DORALI ABARCA
El filme Cielo sobre Berlín (1987), dirigido por Wim Wenders, es un reflejo poético sobre la existencia humana, las experiencias sensoriales y espirituales, y el significado del ser en un mundo atravesado por la materialidad, la postguerra y el vacío. En esta obra cinematográfica, el espectador es conducido por las manos de ángeles invisibles que habitan entre los humanos, observando el dolor, la desesperanza, pero también la belleza efímera de la vida terrenal.
Los ángeles de Wenders son visionarios atentos, pero incapaces de intervenir directamente en la vida humana, lo cual hace reflexionar acerca de la capacidad y responsabilidad de transformar nuestra propia existencia desde el interior.
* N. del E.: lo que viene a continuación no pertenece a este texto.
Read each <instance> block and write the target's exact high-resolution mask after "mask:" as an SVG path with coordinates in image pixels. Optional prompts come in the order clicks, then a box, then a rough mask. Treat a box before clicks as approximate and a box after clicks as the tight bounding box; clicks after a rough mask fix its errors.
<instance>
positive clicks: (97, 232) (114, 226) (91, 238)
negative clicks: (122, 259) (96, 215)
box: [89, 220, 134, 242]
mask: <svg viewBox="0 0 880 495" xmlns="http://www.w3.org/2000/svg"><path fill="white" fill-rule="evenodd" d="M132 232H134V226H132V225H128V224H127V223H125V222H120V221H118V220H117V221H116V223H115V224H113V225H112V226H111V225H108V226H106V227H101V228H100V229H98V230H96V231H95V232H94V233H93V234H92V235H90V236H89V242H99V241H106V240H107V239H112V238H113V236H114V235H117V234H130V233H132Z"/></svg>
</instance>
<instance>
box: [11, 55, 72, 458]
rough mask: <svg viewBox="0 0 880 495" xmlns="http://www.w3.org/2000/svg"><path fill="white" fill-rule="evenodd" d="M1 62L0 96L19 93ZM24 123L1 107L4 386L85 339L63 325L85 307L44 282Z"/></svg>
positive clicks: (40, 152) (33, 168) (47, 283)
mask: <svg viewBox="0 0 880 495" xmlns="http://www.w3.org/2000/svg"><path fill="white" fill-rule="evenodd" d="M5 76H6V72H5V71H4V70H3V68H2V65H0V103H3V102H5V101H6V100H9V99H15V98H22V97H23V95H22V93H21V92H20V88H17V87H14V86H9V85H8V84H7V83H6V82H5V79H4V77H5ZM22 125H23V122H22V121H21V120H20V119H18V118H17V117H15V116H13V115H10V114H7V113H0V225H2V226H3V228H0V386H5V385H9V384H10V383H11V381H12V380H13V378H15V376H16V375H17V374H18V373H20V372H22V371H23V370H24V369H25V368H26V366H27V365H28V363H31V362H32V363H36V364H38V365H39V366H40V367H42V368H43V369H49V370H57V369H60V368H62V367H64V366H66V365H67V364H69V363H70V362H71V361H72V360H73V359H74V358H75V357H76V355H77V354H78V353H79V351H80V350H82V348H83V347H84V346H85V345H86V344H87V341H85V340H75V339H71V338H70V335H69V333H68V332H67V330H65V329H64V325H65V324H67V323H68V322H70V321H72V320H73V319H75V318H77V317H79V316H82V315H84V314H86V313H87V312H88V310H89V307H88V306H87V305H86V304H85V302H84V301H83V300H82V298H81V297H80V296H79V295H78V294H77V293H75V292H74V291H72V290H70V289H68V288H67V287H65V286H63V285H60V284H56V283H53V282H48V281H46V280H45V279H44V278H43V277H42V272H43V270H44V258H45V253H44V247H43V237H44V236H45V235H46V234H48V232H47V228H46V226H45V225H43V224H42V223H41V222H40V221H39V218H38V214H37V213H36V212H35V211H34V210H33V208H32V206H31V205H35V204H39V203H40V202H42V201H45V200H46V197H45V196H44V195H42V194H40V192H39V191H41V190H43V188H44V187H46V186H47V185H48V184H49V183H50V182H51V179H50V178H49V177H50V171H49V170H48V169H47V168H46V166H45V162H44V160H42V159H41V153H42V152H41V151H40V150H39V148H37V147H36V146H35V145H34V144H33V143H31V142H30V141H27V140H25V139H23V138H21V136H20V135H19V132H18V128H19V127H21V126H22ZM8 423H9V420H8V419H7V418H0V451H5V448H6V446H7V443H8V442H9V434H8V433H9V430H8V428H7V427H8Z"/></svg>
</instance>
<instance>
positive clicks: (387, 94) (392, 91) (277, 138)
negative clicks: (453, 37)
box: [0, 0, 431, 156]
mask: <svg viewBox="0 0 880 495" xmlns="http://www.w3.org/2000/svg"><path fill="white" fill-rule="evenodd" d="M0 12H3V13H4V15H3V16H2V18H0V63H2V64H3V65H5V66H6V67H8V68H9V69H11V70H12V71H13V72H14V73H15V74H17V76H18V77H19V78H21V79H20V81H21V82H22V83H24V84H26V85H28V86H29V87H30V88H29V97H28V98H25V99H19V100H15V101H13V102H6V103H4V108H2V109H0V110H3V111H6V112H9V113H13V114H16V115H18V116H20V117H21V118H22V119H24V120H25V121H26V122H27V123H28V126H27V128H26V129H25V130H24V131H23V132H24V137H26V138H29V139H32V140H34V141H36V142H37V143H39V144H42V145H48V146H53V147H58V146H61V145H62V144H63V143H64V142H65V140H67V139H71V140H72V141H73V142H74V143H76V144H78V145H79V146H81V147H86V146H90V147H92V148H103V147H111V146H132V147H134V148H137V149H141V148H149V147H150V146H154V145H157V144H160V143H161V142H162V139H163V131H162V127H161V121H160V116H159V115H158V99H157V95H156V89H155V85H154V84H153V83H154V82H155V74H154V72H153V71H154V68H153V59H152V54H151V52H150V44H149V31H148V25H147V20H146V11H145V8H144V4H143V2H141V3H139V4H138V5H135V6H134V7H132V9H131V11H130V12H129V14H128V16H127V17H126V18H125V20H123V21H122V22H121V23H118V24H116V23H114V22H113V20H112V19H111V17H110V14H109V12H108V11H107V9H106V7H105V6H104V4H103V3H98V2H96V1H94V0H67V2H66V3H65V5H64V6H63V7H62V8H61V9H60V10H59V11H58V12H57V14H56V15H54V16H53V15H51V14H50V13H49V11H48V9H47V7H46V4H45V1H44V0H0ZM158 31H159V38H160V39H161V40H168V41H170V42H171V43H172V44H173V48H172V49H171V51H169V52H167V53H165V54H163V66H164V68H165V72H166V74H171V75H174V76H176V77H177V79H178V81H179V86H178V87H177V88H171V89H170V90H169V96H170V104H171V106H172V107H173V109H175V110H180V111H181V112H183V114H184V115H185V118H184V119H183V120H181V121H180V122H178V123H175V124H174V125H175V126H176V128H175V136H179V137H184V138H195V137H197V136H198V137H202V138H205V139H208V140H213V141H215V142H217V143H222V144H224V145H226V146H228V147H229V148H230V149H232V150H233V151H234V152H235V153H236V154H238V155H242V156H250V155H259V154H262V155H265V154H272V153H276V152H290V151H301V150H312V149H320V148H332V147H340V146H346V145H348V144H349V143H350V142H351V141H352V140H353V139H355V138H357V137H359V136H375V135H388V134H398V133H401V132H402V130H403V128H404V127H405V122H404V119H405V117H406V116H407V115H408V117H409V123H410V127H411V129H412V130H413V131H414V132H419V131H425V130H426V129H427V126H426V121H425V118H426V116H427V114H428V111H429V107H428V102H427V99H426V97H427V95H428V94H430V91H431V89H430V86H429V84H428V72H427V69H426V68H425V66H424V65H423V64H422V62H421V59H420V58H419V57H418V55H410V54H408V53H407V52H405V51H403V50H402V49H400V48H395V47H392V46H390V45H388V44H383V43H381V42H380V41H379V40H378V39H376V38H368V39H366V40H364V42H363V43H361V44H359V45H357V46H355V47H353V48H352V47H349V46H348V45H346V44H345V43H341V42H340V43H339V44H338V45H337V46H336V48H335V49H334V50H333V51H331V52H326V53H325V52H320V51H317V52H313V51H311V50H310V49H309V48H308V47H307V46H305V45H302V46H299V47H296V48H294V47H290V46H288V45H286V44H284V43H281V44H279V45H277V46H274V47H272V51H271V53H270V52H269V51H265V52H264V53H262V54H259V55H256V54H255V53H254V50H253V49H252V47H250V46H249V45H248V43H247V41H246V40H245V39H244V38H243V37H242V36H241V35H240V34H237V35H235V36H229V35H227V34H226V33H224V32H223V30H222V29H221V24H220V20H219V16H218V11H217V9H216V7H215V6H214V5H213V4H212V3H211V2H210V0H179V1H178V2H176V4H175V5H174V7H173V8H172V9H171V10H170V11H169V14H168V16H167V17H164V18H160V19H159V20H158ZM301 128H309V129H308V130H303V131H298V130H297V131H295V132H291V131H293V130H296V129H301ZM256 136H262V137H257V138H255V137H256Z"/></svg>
Sin embargo, los ángeles son testigos silenciosos del sufrimiento humano y su sola presencia sugiere una dimensión de la vida que muchos han olvidado o dejado de percibir: el hecho de que, en medio del dolor y el vacío, siempre hay alguien que escucha. Esta escucha simbólica no necesariamente viene de seres celestiales, sino que puede encarnarse en los vínculos que formamos con otros seres humanos, en la empatía que nos conecta.
La película ofrece una suerte de consuelo a los personajes y, por ende, al espectador, al enfatizar que en un mundo que parece estar dominado por la materialidad, por las fronteras físicas e invisibles, existe una realidad que trasciende lo tangible. La vida terrenal, con sus placeres y sufrimientos, no es un espacio donde todo esté perdido, sino un campo en el que se puede construir significado incluso desde el vacío. La experiencia humana está llena de ciclos de pérdida y renovación, y es en ese devenir constante donde radica la posibilidad de transformación.
Esta obra, contiene planos como sólo el buen Wenders lo sabe hacer, un recorrido amplio por un Berlín del oeste después de la guerra. Nos mantiene siempre pendientes de la arquitectura y los detalles de la ciudad que pareciera ver una exposición de fotografía en movimiento. El autor de Días perfectos, comprende totalmente la belleza del espacio y lo apropia a la narrativa de sus filmes.
Por otra parte, no podía dejar de lado mi asombro cuando vi salir a escena la banda de Nick Cave, otro punto clave para simbolizar los sentimientos por los que atraviesa esta historia; pareciera existir una especie de sublimación del dolor. Su estilo musical, que combina lo melancólico con lo visceral, parece dialogar directamente con el sufrimiento de los personajes de la película, pero también les ofrece una vía de escape, una manera de transformar ese dolor en algo que puede ser experimentado estéticamente y que, en ese proceso, se convierte en un alivio, en una suerte de consolación artística.
Finalmente, esta película fue para mí un poema visual. Los ángeles, los diálogos, las imágenes de una Berlín dividida, crean un mosaico lírico que se entrelaza con pequeños poemas narrados por los personajes. Estos versos son fragmentos de pensamientos, de deseos fugaces, de recuerdos y de momentos vividos. Al igual que la vida, los poemas son breves, pero están cargados de un significado que se multiplica con el paso del tiempo. Cada poema es una especie de recordatorio de la finitud y la fragilidad de la experiencia humana, pero también de la belleza que puede hallarse en ella.
«Cuando el niño era niño, caminaba con los brazos abiertos. Quería que el arroyo fuera un río, que el río fuera un torrente y que este charco fuera el mar. Cuando él niño era niño, no sabía que era niño.»